Which mice support 4000Hz polling rate?
As of 2025, 4000Hz mice include: Razer DeathAdder V3 HyperSpeed, Razer Viper V3 HyperSpeed, Razer Cobra Pro, Pulsar X2 Mini (wireless via HyperSpeed dongle), and Razer Basilisk V3 X HyperSpeed. 4000Hz typically requires the dedicated HyperSpeed 2.4GHz dongle — wired connection may cap at 1000Hz on some models. Always verify the connection method in your mouse's documentation.
Does 4000Hz require a special USB port?
4000Hz requires a USB 2.0 or 3.0 port with sufficient IRQ headroom. A direct motherboard connection (not a hub) is strongly recommended. USB 3.0 ports are preferred as they have more bandwidth. Some older USB controllers shared between multiple ports may struggle to sustain 4000Hz consistently — this shows as the measured polling rate dropping below 4000Hz in tests. Using an add-in PCIe USB card can help on systems with shared USB controllers.

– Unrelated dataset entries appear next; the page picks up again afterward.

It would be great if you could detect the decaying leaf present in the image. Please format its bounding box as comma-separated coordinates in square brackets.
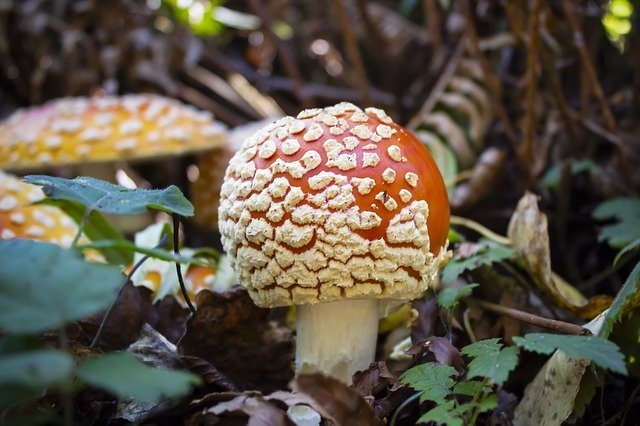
[291, 374, 382, 426]
[508, 192, 611, 319]
[514, 311, 607, 425]
[178, 289, 293, 390]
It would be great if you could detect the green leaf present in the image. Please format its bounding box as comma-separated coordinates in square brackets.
[78, 240, 218, 266]
[37, 198, 133, 265]
[442, 240, 514, 283]
[0, 240, 123, 333]
[0, 349, 73, 389]
[591, 197, 640, 247]
[417, 401, 463, 426]
[513, 333, 627, 374]
[400, 362, 458, 404]
[460, 338, 518, 385]
[438, 283, 478, 309]
[24, 175, 193, 217]
[613, 238, 640, 266]
[540, 160, 602, 189]
[77, 353, 200, 402]
[453, 380, 485, 396]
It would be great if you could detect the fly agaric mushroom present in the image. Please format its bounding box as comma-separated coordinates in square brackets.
[219, 103, 450, 383]
[0, 94, 226, 232]
[0, 94, 225, 171]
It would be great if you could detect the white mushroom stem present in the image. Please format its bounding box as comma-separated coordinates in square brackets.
[296, 299, 379, 385]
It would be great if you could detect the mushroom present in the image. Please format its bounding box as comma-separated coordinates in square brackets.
[0, 94, 226, 231]
[219, 103, 450, 383]
[0, 170, 78, 247]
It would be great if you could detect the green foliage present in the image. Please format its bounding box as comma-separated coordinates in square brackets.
[78, 240, 219, 266]
[460, 338, 518, 385]
[38, 198, 133, 265]
[592, 197, 640, 248]
[400, 362, 458, 404]
[513, 333, 627, 374]
[0, 240, 123, 333]
[540, 159, 602, 189]
[437, 283, 478, 309]
[78, 353, 200, 402]
[24, 175, 193, 217]
[442, 240, 514, 283]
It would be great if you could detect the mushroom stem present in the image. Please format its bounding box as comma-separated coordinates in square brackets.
[296, 299, 379, 385]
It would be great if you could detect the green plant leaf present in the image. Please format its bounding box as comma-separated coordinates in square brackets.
[0, 240, 123, 333]
[77, 353, 201, 402]
[442, 240, 514, 283]
[24, 175, 193, 217]
[417, 401, 463, 426]
[37, 198, 133, 265]
[460, 338, 518, 385]
[513, 333, 627, 374]
[400, 362, 458, 404]
[0, 349, 73, 390]
[78, 240, 219, 266]
[437, 283, 478, 309]
[591, 197, 640, 248]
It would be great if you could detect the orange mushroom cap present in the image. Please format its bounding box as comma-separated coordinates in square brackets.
[0, 171, 78, 247]
[0, 94, 226, 171]
[219, 103, 449, 307]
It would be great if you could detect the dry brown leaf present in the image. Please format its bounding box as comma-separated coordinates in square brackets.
[507, 192, 611, 319]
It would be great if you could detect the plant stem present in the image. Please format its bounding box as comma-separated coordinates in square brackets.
[467, 298, 591, 336]
[171, 213, 196, 317]
[90, 234, 167, 348]
[450, 216, 511, 246]
[389, 392, 423, 426]
[58, 325, 73, 426]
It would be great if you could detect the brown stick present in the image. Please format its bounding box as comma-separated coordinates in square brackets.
[467, 298, 591, 336]
[460, 0, 528, 172]
[333, 0, 371, 104]
[249, 0, 314, 108]
[422, 0, 442, 55]
[520, 0, 542, 185]
[562, 0, 617, 133]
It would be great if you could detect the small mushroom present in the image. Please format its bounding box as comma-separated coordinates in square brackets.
[219, 103, 450, 383]
[0, 94, 226, 232]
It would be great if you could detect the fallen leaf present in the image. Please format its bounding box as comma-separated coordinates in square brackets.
[178, 289, 293, 391]
[513, 311, 607, 426]
[291, 374, 382, 426]
[507, 192, 611, 319]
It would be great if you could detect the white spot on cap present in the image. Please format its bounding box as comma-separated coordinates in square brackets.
[399, 188, 412, 203]
[300, 150, 322, 170]
[115, 138, 138, 151]
[382, 167, 396, 183]
[280, 139, 300, 155]
[120, 118, 142, 135]
[350, 124, 373, 140]
[387, 145, 402, 161]
[302, 123, 324, 142]
[258, 139, 277, 160]
[404, 172, 418, 188]
[362, 152, 380, 167]
[351, 177, 376, 195]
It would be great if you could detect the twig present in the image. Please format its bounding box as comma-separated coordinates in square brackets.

Does 4000Hz work with wireless mice?
Yes — Razer's HyperSpeed 2.4GHz technology was specifically designed to support 4000Hz wirelessly. The dedicated dongle communicates with the mouse at 4000Hz over 2.4GHz. However, 4000Hz wireless requires the mouse to have a larger battery (to sustain the power draw) or shorter battery life. Razer's implementation typically reduces battery life by 20–30% when using 4000Hz vs 1000Hz mode.
At what point does polling rate stop mattering?

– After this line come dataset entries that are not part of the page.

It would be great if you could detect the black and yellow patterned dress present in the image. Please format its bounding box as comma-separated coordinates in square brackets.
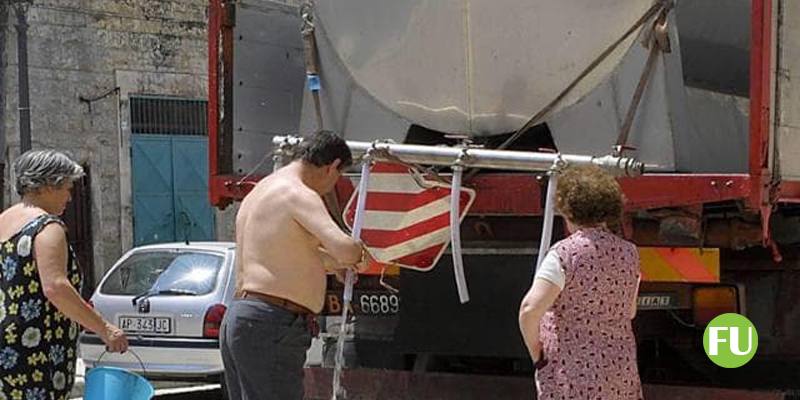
[0, 215, 81, 400]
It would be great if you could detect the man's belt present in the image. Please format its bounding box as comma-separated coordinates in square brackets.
[241, 290, 314, 315]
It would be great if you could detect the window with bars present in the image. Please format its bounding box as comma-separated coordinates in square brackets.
[130, 96, 208, 136]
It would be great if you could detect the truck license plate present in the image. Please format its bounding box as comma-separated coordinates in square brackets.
[322, 291, 400, 316]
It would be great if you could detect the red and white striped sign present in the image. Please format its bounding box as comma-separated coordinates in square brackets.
[343, 163, 475, 271]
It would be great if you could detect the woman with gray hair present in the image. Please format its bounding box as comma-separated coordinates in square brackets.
[0, 150, 128, 400]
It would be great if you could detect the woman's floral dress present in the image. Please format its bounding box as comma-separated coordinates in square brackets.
[536, 228, 642, 400]
[0, 214, 81, 400]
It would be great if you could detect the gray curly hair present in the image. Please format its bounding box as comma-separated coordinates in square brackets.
[14, 150, 83, 196]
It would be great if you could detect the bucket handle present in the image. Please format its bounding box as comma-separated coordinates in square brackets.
[94, 349, 147, 375]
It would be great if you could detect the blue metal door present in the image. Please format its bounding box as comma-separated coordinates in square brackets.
[131, 135, 214, 246]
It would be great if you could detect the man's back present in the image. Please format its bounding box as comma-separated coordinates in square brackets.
[236, 167, 329, 312]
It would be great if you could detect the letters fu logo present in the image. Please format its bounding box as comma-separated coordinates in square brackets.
[703, 313, 758, 368]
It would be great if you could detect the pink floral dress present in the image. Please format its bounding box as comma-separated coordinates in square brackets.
[536, 228, 642, 400]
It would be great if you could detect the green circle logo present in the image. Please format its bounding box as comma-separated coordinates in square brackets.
[703, 313, 758, 368]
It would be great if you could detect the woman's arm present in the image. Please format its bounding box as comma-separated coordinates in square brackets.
[34, 224, 128, 352]
[519, 278, 561, 362]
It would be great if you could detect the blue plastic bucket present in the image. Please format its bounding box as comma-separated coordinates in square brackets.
[83, 367, 155, 400]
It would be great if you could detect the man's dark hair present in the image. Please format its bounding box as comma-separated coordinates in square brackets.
[299, 131, 353, 170]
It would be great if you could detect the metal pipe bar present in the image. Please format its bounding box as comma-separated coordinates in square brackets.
[272, 136, 644, 176]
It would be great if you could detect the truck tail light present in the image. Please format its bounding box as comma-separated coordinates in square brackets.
[692, 286, 740, 326]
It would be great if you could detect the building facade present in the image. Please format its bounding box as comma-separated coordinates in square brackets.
[0, 0, 233, 290]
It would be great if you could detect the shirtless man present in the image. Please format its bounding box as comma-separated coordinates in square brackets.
[220, 132, 369, 400]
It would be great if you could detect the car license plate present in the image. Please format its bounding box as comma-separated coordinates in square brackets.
[119, 317, 172, 333]
[322, 291, 400, 316]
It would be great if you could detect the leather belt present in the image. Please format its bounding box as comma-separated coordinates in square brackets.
[241, 290, 314, 315]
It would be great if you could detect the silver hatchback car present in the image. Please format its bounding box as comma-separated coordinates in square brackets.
[80, 242, 235, 382]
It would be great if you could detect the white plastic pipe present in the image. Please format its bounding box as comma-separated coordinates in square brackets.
[536, 169, 558, 269]
[333, 157, 371, 400]
[450, 165, 469, 304]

Current evidence suggests the practical benefit ceiling for human perception is approximately 2000–4000Hz. At 240Hz monitor refresh rate with a 144Hz game loop, the frame time is 4.2ms — meaning even 1000Hz (1ms) is 4× more precise than needed per frame. The primary benefit of 4000Hz+ is sub-frame micro-correction accuracy for slow precision movements. Above 4000Hz, improvements are theoretical rather than perceptible for current gaming hardware.